The Story of a Lighthouse
One of the top attractions in Astoria is the waterfront at Astoria Park. Visitors to the area marvel at the majestic spans of the Hell Gate and Triborough Bridges and are mesmerized by the fast flowing waters of the East River. It is this stretch of river, the infamous “Hell Gate,” which has caused the wreckage of many ships and has taken the lives of many seafarers over the centuries.
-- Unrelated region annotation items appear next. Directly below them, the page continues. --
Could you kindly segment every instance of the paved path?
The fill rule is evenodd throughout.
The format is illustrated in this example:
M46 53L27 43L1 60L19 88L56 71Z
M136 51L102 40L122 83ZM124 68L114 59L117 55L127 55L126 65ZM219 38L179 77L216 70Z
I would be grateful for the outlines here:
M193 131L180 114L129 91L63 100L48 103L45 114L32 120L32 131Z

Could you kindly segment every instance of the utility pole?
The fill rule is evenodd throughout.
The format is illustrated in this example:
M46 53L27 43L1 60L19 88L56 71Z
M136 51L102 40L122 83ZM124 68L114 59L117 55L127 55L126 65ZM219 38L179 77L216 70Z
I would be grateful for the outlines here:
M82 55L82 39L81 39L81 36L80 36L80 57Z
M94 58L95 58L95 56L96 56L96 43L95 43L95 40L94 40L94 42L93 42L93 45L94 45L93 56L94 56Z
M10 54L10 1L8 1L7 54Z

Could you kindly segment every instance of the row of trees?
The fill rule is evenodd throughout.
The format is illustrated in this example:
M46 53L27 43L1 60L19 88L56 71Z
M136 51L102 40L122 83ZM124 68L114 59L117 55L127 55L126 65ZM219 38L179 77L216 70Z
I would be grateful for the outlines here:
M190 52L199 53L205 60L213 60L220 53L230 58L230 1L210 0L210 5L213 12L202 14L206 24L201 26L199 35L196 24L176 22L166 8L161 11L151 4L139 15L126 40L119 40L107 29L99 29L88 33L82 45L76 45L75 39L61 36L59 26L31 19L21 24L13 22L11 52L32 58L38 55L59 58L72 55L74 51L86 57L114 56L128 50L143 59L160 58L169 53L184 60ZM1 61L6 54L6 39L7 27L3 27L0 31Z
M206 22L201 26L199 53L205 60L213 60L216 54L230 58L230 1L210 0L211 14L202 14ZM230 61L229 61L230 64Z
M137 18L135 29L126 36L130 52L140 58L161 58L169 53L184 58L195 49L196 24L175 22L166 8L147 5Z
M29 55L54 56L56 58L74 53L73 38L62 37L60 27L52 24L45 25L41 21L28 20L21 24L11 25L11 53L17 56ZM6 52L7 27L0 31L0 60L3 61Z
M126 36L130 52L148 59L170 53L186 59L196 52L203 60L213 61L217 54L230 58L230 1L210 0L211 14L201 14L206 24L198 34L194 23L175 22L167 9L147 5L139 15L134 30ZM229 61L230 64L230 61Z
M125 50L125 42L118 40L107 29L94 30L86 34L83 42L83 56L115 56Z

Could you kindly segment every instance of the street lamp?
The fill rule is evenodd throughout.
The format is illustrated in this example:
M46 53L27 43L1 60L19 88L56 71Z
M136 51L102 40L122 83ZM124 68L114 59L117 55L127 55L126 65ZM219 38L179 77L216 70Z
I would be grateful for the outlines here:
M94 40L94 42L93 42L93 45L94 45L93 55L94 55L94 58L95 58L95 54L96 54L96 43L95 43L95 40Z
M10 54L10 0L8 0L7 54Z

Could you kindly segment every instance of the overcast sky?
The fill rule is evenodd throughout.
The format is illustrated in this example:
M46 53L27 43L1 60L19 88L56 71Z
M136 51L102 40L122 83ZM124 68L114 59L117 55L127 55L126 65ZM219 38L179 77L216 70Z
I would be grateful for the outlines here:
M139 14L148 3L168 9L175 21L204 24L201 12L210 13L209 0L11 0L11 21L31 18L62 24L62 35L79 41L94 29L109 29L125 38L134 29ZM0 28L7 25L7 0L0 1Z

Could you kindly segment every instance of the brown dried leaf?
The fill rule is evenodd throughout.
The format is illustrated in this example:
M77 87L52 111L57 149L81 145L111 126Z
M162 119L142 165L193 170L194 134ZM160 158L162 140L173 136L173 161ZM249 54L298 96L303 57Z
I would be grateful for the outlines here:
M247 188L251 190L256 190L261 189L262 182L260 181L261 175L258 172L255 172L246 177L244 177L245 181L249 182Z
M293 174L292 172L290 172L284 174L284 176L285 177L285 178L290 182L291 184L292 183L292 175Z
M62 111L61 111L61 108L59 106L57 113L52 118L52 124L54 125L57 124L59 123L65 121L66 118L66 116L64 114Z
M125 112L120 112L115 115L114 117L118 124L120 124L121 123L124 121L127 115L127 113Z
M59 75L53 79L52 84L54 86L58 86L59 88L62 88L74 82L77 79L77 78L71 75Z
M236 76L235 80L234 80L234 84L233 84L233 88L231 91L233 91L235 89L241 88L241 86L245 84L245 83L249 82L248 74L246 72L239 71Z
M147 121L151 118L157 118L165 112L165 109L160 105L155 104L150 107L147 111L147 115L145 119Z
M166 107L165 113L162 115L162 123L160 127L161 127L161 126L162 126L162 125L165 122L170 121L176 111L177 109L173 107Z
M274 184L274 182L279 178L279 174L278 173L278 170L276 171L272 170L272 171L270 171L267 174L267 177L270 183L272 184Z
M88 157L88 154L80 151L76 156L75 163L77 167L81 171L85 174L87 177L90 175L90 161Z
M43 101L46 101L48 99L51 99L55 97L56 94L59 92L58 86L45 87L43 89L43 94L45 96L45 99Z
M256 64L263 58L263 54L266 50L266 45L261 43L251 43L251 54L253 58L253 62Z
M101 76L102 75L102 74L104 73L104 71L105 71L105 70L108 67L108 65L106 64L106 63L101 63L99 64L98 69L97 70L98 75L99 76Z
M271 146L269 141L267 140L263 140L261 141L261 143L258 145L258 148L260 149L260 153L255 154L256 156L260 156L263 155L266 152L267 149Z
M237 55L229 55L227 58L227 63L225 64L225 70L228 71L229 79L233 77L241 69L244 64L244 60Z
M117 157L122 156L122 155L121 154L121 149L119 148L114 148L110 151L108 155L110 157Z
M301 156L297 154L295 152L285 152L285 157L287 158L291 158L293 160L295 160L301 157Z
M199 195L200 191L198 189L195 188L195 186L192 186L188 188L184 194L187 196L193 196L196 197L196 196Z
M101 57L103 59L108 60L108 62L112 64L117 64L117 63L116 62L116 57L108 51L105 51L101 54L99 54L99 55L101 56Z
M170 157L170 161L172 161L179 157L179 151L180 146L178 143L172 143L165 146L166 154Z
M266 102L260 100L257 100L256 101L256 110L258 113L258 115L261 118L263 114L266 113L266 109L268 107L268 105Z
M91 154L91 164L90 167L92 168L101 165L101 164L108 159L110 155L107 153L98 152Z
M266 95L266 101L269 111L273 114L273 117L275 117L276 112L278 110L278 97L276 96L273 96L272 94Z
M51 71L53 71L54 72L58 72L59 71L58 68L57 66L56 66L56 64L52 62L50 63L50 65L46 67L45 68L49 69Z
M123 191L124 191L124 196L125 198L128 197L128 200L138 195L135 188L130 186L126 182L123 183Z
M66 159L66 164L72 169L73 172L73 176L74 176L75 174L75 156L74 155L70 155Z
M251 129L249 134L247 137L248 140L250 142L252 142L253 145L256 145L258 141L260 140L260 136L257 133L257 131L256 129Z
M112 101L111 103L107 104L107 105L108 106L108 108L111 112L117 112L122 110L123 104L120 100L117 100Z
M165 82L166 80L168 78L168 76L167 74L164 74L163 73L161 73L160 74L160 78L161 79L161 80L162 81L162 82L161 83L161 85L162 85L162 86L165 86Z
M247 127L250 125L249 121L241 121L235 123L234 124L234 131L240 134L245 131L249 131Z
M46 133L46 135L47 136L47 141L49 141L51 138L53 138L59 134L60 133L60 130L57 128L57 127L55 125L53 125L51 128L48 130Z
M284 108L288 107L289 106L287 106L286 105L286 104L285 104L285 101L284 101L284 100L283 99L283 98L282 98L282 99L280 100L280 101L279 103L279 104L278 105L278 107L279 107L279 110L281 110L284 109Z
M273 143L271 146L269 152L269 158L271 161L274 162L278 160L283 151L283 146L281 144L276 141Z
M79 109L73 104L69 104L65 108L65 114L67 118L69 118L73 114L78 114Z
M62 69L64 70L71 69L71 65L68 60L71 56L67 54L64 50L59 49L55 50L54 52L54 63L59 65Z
And so, it was 1888, the year of the Great Blizzard, that a lighthouse was built a decade after the establishment of Blackwell Island (today’s Roosevelt Island) lighthouse. The Lighthouse Board was authorized by congress to establish an electric light on Hallet’s Point, to help guide mariners through Hell Gate, which runs between Wards Island in The Bronx and Queens. The name “Hell Gate” is an Anglicization of the Dutch word “hellegat,” meaning a “bright strait or passage” or “clear opening.” Prior to the establishment of the lighthouse, mariners were forced to anchor until daylight rather than attempt to pass through the narrow and difficult channel with its treacherous rapids beneath which hid numerous jagged rocks. The structure was 255-feet-tall, built at a cost of $20,000 and included an electric light that was described by the New York Times as “the most powerful light that has ever been put in a lighthouse.” The facility was completed by February 15, 1889.
Located between 26th Avenue and 2nd Street, the lighthouse, also according to the Times, “completely illuminated Hell Gate channel, furnishing a light as strong and as useful certainly as moonlight, and sufficient to enable even sailing vessels to go through the gate in safety.”
The Brush-Swan Electric company installed Porter-Allen steam engines in a brick building behind the lighthouse to supply the electricity for nine, 6,000-candlepower lights atop the tower. Daniel W. Fox was hired as the first lighthouse keeper and was paid an annual salary of $1,000. The Hell Gate Light Post at Hallets Point, as it was known, was improved upon many times, and on December 31, 1892, the bright light was changed from a steady fixed white to an alternating red and white light every three-seconds. A foghorn was also installed.
The lighthouse was torn down during the second World War and is today the site of Whitey Ford Field.